# Help setting up wall mounted salt-water aquarium



## okorkie (Jun 6, 2007)

Hello,

I have a question relating to the setup of a salt-water aquarium. I have never owned fish or an aquarium in the past, but I do know that I want a salt-water aquarium because of the colorful fish and the type of tank that I have.

I recently purchased a wall-mount aquarium (http://www.aussieaquariums.com/panoramic.html 10.5 gallons). I have already mounted the tank to the wall and have located an AC power outlet to behind the unit. My question is this: what additional equipment do I need (I realize this is a wide open question from the reading I have done)? It came with a fluorescent light and a filter which is probably designed for freshwater.

Do I need a different filter? Do I need a pump to oxygenate the water? Do I need a heater? Is it possible to set up a salt-water aquarium without all of this? This tank is on my living room wall, but the other side of the wall is a bedroom closet which could be used to connect additional equipment if necessary.

I am confused by the amount of information available out there.

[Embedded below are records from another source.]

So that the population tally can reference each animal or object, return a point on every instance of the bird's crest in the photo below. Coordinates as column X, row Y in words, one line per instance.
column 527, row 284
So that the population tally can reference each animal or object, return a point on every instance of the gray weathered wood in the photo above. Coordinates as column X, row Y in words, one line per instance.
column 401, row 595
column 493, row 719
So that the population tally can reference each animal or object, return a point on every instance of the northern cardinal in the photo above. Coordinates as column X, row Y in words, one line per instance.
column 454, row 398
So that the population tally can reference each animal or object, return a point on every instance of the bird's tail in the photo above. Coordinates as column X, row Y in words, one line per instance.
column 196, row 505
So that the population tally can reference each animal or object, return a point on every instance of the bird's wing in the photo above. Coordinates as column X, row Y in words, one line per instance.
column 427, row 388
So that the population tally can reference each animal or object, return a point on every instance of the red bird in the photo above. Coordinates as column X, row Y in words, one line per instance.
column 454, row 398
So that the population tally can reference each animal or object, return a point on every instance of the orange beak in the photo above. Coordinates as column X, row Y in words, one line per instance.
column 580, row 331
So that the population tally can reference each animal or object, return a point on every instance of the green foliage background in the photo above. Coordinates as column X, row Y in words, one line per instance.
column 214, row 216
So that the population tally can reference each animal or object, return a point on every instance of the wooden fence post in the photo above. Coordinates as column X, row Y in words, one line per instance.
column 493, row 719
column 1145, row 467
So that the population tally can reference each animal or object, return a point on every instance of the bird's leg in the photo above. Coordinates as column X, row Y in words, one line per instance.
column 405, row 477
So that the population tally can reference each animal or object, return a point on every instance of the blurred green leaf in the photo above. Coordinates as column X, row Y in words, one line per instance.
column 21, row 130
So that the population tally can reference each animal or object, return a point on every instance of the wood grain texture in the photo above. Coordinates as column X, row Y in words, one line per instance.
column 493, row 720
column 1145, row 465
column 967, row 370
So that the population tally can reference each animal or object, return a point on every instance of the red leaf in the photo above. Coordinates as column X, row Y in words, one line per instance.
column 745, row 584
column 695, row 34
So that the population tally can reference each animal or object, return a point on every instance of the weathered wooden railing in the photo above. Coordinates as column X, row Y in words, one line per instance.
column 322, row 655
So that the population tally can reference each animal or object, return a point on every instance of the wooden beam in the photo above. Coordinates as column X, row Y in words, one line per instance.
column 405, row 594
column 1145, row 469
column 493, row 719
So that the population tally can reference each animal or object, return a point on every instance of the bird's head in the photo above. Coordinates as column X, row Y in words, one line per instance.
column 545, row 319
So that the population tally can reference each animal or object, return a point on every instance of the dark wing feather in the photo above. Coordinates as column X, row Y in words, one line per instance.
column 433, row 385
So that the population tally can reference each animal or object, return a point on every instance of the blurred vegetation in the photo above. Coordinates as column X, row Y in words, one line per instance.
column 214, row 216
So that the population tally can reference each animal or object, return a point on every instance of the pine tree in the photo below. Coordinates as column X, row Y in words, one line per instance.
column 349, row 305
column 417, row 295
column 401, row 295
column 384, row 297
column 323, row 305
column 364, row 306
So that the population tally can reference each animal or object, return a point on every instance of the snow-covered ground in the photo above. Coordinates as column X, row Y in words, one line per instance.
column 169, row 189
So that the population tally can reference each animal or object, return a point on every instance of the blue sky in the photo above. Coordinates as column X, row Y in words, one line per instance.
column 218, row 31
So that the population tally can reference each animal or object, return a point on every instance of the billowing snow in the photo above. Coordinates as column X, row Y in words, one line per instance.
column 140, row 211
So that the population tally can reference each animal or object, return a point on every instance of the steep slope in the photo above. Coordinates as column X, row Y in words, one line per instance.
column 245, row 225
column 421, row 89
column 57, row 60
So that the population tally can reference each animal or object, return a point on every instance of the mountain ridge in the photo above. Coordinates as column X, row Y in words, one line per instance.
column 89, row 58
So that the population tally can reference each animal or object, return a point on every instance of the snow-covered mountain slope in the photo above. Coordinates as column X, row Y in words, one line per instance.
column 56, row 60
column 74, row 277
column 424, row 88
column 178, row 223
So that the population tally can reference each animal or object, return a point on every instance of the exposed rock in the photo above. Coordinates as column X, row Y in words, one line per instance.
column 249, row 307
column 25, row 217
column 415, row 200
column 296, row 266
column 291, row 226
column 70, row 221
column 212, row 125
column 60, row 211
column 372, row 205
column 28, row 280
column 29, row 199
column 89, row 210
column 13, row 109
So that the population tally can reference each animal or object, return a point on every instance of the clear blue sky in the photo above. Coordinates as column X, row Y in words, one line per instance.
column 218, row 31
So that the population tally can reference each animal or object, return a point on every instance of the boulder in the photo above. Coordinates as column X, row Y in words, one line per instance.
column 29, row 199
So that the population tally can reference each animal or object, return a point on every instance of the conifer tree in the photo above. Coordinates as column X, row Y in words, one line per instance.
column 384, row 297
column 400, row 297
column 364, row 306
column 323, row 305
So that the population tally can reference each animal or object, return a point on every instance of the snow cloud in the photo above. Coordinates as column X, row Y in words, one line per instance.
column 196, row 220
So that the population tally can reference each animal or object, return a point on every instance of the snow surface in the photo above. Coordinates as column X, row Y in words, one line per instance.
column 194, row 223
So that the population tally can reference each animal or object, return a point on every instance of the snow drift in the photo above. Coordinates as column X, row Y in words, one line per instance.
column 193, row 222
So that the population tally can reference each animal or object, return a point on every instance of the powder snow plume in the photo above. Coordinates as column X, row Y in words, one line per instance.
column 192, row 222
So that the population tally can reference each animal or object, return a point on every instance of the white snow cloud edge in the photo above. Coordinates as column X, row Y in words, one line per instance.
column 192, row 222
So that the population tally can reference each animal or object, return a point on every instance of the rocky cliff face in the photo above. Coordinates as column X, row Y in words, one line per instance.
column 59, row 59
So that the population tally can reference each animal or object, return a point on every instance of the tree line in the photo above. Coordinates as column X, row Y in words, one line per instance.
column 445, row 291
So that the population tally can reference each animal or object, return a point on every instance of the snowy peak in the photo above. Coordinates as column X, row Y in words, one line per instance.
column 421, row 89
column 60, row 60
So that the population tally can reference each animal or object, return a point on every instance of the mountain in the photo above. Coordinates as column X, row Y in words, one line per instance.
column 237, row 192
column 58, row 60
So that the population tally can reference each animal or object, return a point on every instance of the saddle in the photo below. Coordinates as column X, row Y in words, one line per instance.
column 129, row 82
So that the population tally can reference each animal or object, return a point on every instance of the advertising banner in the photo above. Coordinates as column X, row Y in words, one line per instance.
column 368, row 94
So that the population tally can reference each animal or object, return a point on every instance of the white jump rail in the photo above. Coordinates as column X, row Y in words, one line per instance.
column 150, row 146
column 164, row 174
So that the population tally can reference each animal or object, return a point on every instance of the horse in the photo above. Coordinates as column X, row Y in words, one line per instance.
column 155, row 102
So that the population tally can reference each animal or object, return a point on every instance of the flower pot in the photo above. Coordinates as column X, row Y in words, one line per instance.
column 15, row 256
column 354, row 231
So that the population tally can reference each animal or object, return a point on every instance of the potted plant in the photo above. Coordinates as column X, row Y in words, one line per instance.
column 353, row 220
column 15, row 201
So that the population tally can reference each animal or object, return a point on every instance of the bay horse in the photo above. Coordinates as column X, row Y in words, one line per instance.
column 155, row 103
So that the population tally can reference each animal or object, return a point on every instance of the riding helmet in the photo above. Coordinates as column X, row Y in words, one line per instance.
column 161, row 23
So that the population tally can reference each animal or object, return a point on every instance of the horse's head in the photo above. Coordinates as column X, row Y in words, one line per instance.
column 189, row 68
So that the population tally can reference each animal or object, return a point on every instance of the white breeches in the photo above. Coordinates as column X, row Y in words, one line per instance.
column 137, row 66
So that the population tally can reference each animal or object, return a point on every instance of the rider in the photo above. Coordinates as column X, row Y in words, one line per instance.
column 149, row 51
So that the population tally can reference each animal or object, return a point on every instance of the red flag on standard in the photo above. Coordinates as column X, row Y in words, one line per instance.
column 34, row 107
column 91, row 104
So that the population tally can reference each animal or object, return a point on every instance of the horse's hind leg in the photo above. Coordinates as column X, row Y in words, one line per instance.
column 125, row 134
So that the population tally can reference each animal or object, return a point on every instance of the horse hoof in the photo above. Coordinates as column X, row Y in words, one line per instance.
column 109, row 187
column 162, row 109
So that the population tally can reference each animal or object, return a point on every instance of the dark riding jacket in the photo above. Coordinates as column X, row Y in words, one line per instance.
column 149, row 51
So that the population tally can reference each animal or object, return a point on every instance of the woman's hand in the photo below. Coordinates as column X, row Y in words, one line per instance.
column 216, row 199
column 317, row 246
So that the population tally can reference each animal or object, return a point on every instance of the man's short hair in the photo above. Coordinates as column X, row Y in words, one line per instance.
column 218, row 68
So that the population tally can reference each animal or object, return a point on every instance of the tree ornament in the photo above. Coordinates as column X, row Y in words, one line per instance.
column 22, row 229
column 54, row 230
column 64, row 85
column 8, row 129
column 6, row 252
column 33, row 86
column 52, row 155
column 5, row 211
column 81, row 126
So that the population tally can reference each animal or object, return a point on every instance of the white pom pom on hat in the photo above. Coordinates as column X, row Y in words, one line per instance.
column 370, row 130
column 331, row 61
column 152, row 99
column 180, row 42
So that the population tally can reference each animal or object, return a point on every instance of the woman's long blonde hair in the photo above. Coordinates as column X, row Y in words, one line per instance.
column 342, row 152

Thanks for any help in advance, Owen


----------



## Robnjo (Apr 17, 2007)

I'm not to sure but I don't think that tank would be good for marine due to the size...or more so the width. How wide is it?
Maybe one of the guy in the know on here could explain more.
Best of luck though, saltwater is awesome :wink:


----------



## okorkie (Jun 6, 2007)

Hello,

The dimensions are my wall mounted unit is: 69.0" x 15.7" x 4.5"

-Owen


----------



## anemone (Apr 20, 2007)

IMHO they are only capable of keeping SMALL Tropical or Coldwater fish in them, Marines NO

But that is my opinion


----------